In a pop world where artists confess their innermost secrets to the media at the drop of a hat, Sophie Zelmani prefers to let the magic of the music stand on its own without explanation. She is soft-spoken and charmingly reticent in person, preferring to communicate through her songwriting with extraordinary eloquence. "I write songs when I feel I have to," she insists. "I can't plan them. I don't think of songwriting in technical terms... they just come as they come. When I do write, I like to get out all the emotions I want to express as fast as possible. I dont like to overthink a song because to me it's about getting out the feelings. I like those songs you can instantly tell come straight from the heart; where the lyrics and the melody seem fated to be together."

Sophie began writing plaintive songs and learning how to play guitar at the age of 14. "Almost every girl in school wrote some poetry about love, life or whatever,"she recalls. "But it wasn't until I started writing songs that I found something that was truly me."

Her stepfather taught her some chords and suddenly the shy girl who had spent most of her early youth playing soccer and running track with the boys discovered that she had a special knack for songwriting. "I wrote a song and it felt amazing. I didn't really think that much about what I was doing, really," says Sophie with typical modesty. Recording a few songs at a local studio, she mailed them off to three record companies -- as far as she knew at that time, the sum total of the record business -- with no special expectations. Sophie was thoroughly, pleasantly shocked when she received a call back from Sony Sweden and was offered a recording deal.
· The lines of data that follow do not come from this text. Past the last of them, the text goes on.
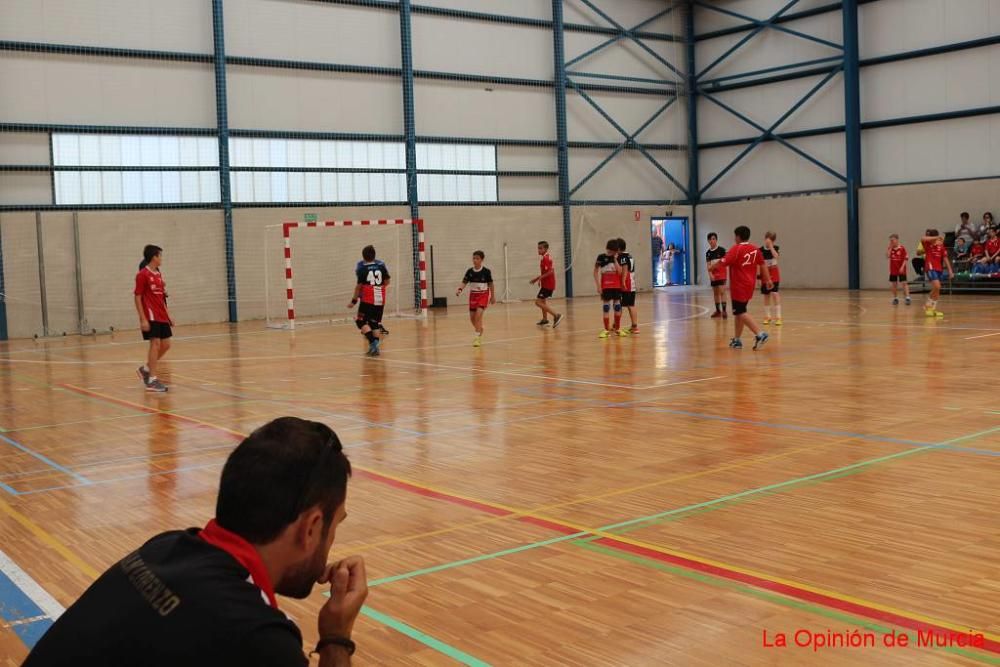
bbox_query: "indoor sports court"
[0,0,1000,667]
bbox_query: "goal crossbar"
[281,218,427,329]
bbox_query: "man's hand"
[319,556,368,639]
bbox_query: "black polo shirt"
[23,528,308,667]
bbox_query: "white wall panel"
[0,0,211,53]
[225,0,400,67]
[861,115,1000,185]
[414,79,556,139]
[698,74,844,143]
[0,53,215,127]
[414,14,553,80]
[858,0,1000,58]
[699,134,845,199]
[695,12,843,79]
[227,67,400,134]
[861,46,1000,120]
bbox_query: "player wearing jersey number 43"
[455,250,497,347]
[708,225,774,350]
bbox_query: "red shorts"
[469,292,490,310]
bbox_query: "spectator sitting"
[24,417,368,667]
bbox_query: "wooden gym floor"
[0,289,1000,666]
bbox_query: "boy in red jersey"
[133,245,173,393]
[349,245,391,357]
[705,232,728,319]
[615,239,639,334]
[760,232,781,327]
[923,229,954,317]
[885,234,910,306]
[530,241,562,329]
[455,250,497,347]
[594,239,628,338]
[708,225,774,350]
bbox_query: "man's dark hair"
[215,417,351,544]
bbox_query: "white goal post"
[265,218,428,330]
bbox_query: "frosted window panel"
[140,171,163,204]
[287,141,306,167]
[290,171,306,201]
[95,134,122,167]
[302,141,321,167]
[334,174,356,201]
[101,171,124,204]
[160,137,181,167]
[80,134,101,167]
[181,171,201,204]
[315,174,340,201]
[302,174,323,201]
[198,171,222,202]
[122,172,142,204]
[198,137,219,167]
[178,137,200,167]
[160,171,181,204]
[139,137,163,167]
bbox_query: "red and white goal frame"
[281,218,427,329]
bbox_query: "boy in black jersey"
[594,239,628,338]
[455,250,497,347]
[350,245,390,357]
[705,232,728,319]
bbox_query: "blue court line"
[0,434,90,486]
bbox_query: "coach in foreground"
[24,417,368,667]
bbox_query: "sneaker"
[146,378,167,394]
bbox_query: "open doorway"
[649,218,691,287]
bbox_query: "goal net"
[264,219,427,329]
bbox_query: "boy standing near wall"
[530,241,562,329]
[133,245,173,394]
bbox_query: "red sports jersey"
[721,241,764,302]
[889,245,909,276]
[539,253,556,290]
[134,266,172,324]
[924,243,945,271]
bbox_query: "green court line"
[574,542,1000,665]
[361,607,490,667]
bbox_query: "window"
[52,134,220,205]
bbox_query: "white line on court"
[0,551,66,621]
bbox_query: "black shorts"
[142,321,174,340]
[354,301,385,329]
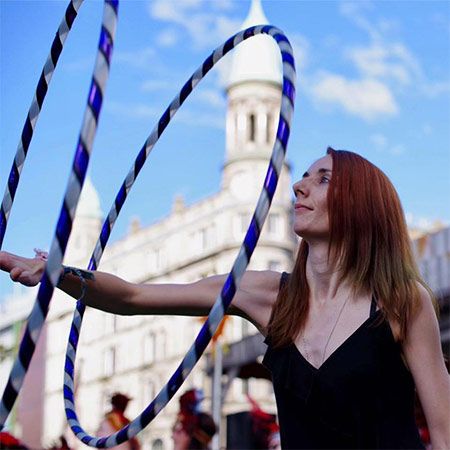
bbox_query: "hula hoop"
[64,25,295,448]
[0,0,83,249]
[0,0,118,431]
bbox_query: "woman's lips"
[294,203,312,211]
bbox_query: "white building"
[0,0,297,449]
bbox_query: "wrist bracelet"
[58,266,95,300]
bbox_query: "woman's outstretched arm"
[0,252,280,332]
[403,285,450,450]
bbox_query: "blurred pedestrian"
[97,392,141,450]
[247,394,281,450]
[172,389,217,450]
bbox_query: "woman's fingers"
[0,252,45,286]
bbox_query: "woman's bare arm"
[403,286,450,450]
[0,252,280,333]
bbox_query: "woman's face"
[293,155,333,242]
[172,422,191,450]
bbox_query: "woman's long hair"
[268,147,431,347]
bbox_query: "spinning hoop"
[0,0,118,431]
[0,0,295,448]
[64,25,295,448]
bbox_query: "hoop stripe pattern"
[64,25,296,448]
[0,0,83,248]
[0,0,118,430]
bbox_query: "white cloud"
[106,102,225,130]
[422,81,450,98]
[340,1,450,104]
[310,72,398,120]
[369,133,406,156]
[345,42,421,85]
[289,33,310,71]
[148,0,241,49]
[105,102,161,120]
[141,79,174,92]
[370,133,387,150]
[156,27,179,47]
[175,109,225,130]
[195,88,225,108]
[113,48,157,69]
[339,0,381,39]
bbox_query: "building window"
[266,113,273,144]
[144,332,156,364]
[156,331,167,359]
[267,213,282,237]
[143,380,155,405]
[103,347,116,377]
[104,314,117,335]
[267,259,281,272]
[248,114,256,142]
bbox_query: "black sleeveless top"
[263,274,425,450]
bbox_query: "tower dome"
[227,0,282,88]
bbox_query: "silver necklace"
[302,297,350,367]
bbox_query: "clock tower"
[222,0,291,208]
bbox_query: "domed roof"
[76,175,103,219]
[227,0,282,88]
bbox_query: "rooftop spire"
[227,0,282,88]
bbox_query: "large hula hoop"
[0,0,119,431]
[64,25,295,448]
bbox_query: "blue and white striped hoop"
[0,0,118,431]
[64,25,295,448]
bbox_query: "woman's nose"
[292,180,308,196]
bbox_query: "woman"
[0,148,450,449]
[172,389,216,450]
That almost otherworldly unselfconsciousness is at the heart of Sophie Zelmani's music, which is both intimate and revealing. The first single, "Always You," is typical, a simple melody backed with a mournful Neil Young-ish harp and a shimmering acoustic guitar line which caresses the sensual lyrics of longing: "If red roses weren't so lovely/If wine didn't taste so good/If stars weren't so romantic..." Other influences are apparent in the Van Morrison-like sax riff which underlines "A Thousand Times," the Dylanesque narrative of "You and Him," the Springsteenish wistfulness of "I'll See You (In Another World)," which echoes her stated beliefs in "destiny, wisdom of life, goodness, dreams, close relationships and ... love."

The Sophie Zelmani album was produced by Lars Halapi, a renowned Swedish musician who also played guitar and pedal steel on the recording sessions, while the evocative sax parts were performed by Per "Texas" Johansson. In all cases, the musical accompaniment matches the stark simplicity of the lyrics which deal with everyday concerns that are universal in scope. She may be from Sweden, but Sophie Zelmani's music can travel the world.

"It's strange for me to talk about the songs because I wrote them for myself," she says apologetically. "But I can tell you I write about life, emotions, relations and small things."

Zelmani is already an acclaimed star in her native country. This, her album debut entered the Swedish charts at #4. Sophie won a Swedish Grammy award as "Best Newcomer" soon afterwards and was nominated "Best Female Pop Singer." Critics at home have called compared her music to the more delicate, lush side vintage Van Morrison, Neil Young and Bob Dylan. She's also quickly gained startling popularity throughout Western European countries and the Far East. The album is fast approaching gold in Sweden and Japan respectively.

Those small things add up to make Sophie Zelmani a very big thing.